La Fondation pour le logement des défavorisés rejoint un recours contre l'Etat pour manque d'adaptation au changement climatique
La Fondation pour le logement des défavorisés (ex-Fondation Abbé Pierre) a annoncé ce 27 mai se joindre au recours d'associations et de citoyens sinistrés contre l'Etat pour l'obliger à renforcer ses mesures d'adaptation au changement climatique.
En juin 2025, les ONG Greenpeace, Notre Affaire à Tous et Oxfam, qui avaient déjà fait condamner l'Etat pour inaction climatique dans l'Affaire du siècle, ainsi que onze citoyens requérants avaient déposé un recours devant le Conseil d'Etat.
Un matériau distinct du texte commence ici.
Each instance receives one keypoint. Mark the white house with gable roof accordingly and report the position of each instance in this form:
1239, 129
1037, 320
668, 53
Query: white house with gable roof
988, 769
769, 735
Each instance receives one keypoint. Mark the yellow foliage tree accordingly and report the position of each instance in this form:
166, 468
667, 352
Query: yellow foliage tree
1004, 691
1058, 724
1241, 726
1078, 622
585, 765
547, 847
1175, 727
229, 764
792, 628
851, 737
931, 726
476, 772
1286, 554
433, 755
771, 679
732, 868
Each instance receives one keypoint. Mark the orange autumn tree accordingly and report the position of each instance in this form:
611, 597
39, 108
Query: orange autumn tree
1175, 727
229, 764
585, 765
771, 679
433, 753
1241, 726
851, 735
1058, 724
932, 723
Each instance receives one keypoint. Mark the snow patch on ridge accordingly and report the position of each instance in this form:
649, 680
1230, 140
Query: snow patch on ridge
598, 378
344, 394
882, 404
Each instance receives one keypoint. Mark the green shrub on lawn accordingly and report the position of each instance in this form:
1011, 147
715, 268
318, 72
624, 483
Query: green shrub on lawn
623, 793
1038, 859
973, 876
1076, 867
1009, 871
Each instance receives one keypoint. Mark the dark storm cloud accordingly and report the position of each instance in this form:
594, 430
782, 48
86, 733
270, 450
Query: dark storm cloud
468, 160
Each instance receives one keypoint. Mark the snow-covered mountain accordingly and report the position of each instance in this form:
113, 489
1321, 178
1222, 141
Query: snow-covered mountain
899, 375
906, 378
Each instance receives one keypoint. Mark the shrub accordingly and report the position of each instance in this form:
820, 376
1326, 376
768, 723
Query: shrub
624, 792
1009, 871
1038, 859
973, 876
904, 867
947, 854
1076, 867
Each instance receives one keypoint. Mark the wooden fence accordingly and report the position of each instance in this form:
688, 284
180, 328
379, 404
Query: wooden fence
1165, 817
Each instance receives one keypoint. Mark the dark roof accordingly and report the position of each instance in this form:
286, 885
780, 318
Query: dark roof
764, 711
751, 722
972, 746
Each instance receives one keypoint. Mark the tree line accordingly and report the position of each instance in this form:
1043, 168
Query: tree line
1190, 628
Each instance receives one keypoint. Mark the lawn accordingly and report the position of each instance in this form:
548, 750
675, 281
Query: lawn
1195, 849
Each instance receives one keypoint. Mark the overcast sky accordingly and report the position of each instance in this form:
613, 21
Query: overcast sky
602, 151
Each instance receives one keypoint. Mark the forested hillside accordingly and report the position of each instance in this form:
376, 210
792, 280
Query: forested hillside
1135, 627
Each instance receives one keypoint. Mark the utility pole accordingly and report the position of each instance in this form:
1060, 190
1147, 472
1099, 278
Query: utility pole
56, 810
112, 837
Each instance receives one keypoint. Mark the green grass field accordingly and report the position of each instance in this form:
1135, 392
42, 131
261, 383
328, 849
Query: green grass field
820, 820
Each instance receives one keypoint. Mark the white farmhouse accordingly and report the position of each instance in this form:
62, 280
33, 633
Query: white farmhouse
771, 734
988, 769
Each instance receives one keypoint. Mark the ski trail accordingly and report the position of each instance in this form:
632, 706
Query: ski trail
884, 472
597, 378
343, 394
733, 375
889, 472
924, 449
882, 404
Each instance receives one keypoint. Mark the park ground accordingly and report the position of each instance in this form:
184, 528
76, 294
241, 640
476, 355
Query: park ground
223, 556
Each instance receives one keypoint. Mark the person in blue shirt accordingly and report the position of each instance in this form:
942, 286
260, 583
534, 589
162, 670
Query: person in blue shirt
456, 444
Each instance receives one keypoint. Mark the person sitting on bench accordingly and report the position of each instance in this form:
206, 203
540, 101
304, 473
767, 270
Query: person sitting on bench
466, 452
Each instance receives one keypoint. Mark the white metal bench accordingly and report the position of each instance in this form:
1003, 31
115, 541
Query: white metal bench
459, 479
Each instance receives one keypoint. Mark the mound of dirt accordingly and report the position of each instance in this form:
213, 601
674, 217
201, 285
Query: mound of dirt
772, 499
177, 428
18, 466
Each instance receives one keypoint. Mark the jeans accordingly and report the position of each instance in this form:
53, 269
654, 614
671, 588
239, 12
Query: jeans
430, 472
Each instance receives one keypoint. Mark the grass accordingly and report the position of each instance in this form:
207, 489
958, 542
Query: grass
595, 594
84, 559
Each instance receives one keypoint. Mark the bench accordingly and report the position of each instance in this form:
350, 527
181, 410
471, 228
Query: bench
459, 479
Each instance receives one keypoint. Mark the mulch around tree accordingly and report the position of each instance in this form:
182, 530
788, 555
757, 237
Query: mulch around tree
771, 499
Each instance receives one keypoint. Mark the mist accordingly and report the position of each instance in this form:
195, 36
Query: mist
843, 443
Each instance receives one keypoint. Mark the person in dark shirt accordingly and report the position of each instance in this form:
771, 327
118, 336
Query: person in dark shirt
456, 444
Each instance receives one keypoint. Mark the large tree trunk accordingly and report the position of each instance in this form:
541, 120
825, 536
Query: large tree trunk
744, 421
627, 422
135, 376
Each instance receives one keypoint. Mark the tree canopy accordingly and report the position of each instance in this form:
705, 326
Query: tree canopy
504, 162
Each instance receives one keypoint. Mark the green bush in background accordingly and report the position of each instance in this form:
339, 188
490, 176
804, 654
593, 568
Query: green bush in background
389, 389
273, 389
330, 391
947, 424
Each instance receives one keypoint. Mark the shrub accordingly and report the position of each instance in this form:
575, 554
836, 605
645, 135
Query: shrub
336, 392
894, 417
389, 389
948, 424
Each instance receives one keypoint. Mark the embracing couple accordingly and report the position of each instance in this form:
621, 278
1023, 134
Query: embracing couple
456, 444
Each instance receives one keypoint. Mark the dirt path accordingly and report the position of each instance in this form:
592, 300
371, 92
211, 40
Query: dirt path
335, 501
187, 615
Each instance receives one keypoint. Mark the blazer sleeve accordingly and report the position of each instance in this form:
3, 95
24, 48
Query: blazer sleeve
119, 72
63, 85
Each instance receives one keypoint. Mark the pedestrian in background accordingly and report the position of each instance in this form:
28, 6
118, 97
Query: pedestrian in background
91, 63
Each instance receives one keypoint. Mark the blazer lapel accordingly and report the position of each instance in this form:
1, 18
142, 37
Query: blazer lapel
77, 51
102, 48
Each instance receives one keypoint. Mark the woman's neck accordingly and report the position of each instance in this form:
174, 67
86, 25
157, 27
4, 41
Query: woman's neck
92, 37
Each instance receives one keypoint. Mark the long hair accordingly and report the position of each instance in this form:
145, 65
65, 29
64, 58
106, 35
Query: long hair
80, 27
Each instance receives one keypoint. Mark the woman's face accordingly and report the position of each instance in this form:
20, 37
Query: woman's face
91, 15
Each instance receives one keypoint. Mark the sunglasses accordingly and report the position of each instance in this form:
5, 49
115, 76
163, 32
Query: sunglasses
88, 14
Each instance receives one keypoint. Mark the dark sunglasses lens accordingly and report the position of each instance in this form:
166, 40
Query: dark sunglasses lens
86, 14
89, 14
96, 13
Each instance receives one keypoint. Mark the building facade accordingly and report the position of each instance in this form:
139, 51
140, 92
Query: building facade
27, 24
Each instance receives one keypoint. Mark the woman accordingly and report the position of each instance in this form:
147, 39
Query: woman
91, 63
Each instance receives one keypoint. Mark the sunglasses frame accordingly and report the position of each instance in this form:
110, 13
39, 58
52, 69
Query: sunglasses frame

Cette démarche, préalable à une action judiciaire, répondait à la présentation en mars par le gouvernement du troisième Plan national d'adaptation au changement climatique (PNACC 3), destiné à préparer la France à un réchauffement de 4°C d'ici la fin du siècle, que les requérants avaient jugé "notoirement insuffisant".
Via une procédure d'intervention volontaire, la Fondation pour le logement des défavorisés a décidé de se joindre à cette action devant le Conseil d'Etat pour apporter "des arguments complémentaires concernant le logement en général et les personnes mal-logées en particulier", selon son communiqué publié mercredi. "Cyclones, tempêtes, inondations, submersions marines, érosion côtière, fortes chaleurs, feux de forêts et retrait-gonflement des argiles (RGA)..." causeront des dégâts "considérables si l'on ne se prépare pas correctement et rapidement", selon la Fondation.
L'association rappelle qu'un habitant sur quatre vit dans une zone inondable, que 450.000 logements sont menacés par le recul du trait de côte à l'horizon 2100, qu'"un logement sur trois se transforme déjà en bouilloire thermique l’été, alors que les températures vont continuer d’augmenter", et que plus d’une maison sur deux est exposée au risque de RGA qui provoque des fissures structurelles des bâtiments.
Face à ces chiffres, les mesures du PNACC 3 sont "dramatiquement faibles", estime-t-elle, avec pour la plupart "un horizon court-termiste" et des moyens financiers "aujourd’hui largement insuffisants voire totalement absents". Elle note que "les territoires déjà les plus exposés et les personnes les plus vulnérables aux effets du changement climatique sont profondément négligés : les territoires d'Outre-mer soumis à de très graves phénomènes (Cyclone Chido, par exemple), les personnes sans-abri et habitants de bidonvilles livrés aux aléas climatiques, les habitants de logements bouilloires, les propriétaires démunis qui ne pourront pas adapter leurs biens ou les perdront et ne pourront pas se reloger décemment, etc."
L'adaptation au changement climatique "nécessite une transformation profonde de la politique du logement, qui prenne en compte les injustices sociales, territoriales et le droit au logement", appelle la Fondation.